Dediklerinin hepsi doğru çıktı sevgilim. Bir müddet bizim evimizde yaşadım ve her geçen gün daha da dibe vuruyordum. Ben de dediğini yaparak o evden ayrılmıştım. Satarken, içim öyle bir acımıştı ki, birkaç gün kendime gelememiştim. Sanki sana, bize ihanet etmişim gibi gelmişti ama sonra senin sözlerin geldi aklıma ve o düşüncelerden vazgeçtim.
Zannetme ki artık önüme bakmaya karar verdiğimde, seni sevmekten vazgeçtim. Asla. Her şeyden vazgeçerim ama seni sevmekten asla vazgeçmem sevgilim. Belki bir başkasını daha severim, bir ihtimal. Belki o'nunla evlenirim ama sen her zaman benim biricik sevgilim kalacaksın. Benim küçüğüm olarak kalacaksın.
Bunca geçen zamanda; gitar çalmayı öğrendim, senin en sevdiğin şarkıyı da çalabiliyorum artık. Keşke, keşke sen hayatta olsaydın da sana çalabilseydim. Ama olsun, ben de balkona çıkıp, geceleri sana, yani gökyüzüne bakarak çaldım o şarkıyı. Umarım mutlu olmuşsundur...
Verdiğin, yaptığın o hediyeler için tekrardan teşekkür ederim miniğim. Onlar hala odamın baş köşesinde. Onlara bakıp bakıp şarkı sözleri yazıyorum. Bana her şekilde ilham oluyorsun sevgilim. Varlığın ve yokluğun bana ilham getiriyor. Her şeyi boş verdim sevgilim ama en zoru ne biliyor musun? Kokunu unutmaya başladığım gün, koşa koşa senin kokundan satın almıştım.
Eve gelip sıktığımda, senin kokunla birebir değildi. Mağazaya gidip sorduğumda ise yeni bir şey öğrendim. Her koku, her tende aynı kokmazmış. İşte o an yıkıldım sevgilim. Senin kokunu bir daha alamayacağımı anladığım an olduğum yerde yıkıldım. Çaresizlik deniyordu galiba bu hisse. Çaresizim. Çaresizdim.

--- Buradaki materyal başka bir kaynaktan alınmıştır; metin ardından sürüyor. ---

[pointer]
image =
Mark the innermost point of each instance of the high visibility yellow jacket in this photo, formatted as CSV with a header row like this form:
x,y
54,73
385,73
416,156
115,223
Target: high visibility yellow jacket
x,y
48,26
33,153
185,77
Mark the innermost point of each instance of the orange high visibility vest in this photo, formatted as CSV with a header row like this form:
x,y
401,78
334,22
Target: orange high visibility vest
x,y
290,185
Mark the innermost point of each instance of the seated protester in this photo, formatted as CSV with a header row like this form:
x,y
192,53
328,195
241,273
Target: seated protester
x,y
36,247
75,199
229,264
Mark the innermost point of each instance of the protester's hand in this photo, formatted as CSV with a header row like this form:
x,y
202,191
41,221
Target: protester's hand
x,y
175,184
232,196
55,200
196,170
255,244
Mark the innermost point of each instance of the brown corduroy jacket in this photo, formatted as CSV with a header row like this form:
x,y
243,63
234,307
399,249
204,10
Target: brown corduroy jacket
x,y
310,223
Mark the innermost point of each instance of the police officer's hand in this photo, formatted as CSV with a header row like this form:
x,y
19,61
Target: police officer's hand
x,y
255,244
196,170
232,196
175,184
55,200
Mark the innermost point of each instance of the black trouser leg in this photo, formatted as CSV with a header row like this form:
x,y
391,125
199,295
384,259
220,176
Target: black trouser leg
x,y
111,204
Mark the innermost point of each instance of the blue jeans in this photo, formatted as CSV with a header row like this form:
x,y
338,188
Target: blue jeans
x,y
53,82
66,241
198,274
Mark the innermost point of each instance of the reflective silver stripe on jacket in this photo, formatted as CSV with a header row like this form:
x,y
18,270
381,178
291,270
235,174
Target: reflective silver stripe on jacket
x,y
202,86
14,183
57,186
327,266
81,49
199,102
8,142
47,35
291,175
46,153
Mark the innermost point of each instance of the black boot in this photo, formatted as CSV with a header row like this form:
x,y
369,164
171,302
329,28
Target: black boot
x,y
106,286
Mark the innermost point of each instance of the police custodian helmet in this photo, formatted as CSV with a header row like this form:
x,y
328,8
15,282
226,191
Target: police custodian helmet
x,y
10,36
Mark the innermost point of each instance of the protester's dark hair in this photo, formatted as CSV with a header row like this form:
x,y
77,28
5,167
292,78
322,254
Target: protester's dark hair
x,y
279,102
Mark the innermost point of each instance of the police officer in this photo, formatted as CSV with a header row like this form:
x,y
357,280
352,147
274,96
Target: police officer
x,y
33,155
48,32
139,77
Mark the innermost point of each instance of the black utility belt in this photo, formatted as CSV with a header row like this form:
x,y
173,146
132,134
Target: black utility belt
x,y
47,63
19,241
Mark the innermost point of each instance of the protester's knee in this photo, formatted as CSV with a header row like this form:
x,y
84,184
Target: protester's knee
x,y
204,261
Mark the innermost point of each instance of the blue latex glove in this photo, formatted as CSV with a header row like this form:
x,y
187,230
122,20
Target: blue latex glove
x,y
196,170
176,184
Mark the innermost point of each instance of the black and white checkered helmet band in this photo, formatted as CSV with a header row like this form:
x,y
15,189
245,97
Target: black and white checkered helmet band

Ama artık her şeyi geride bırakıp, geleceğe yeni bir sayfa açmamın zamanı geldi miniğim. Her ne kadar doğru bir şey yaptığımı söylesen de, söyleseler de. Yine de özür dilerim sevgilim. Bil ki seni her şeyden çok seviyorum. Bu günlüğü de artık ait olduğu yere, yani senin yanı başına koymanın zamanı geldi. Bu günlükle çok anın var ve, o'nunda artık dinlenmeye ihtiyacı olduğunu düşünüyorum.
Seni çok seven sevgilin Yoongi.
꧁ ꧂
[Yazarın anlatımından]
Günlüğü kapatıp, kilitledi Yoongi. Ardından buruk bir gülümseme ile kalkıp sevgilisinin yanına gitti. Mezarının başına geldiğinde, hüzünle dolan gözlerini sildi. Bugün son kez ağladıgı gün olacaktı sevgilisi için. Günlüğe ve mezar taşının üstünde ki yazıya bakıp bir iç çekti. Her şeyi özleyecekti. Ama artık hayatına devam etmesi lazımdı, bunu kendisi de biliyordu.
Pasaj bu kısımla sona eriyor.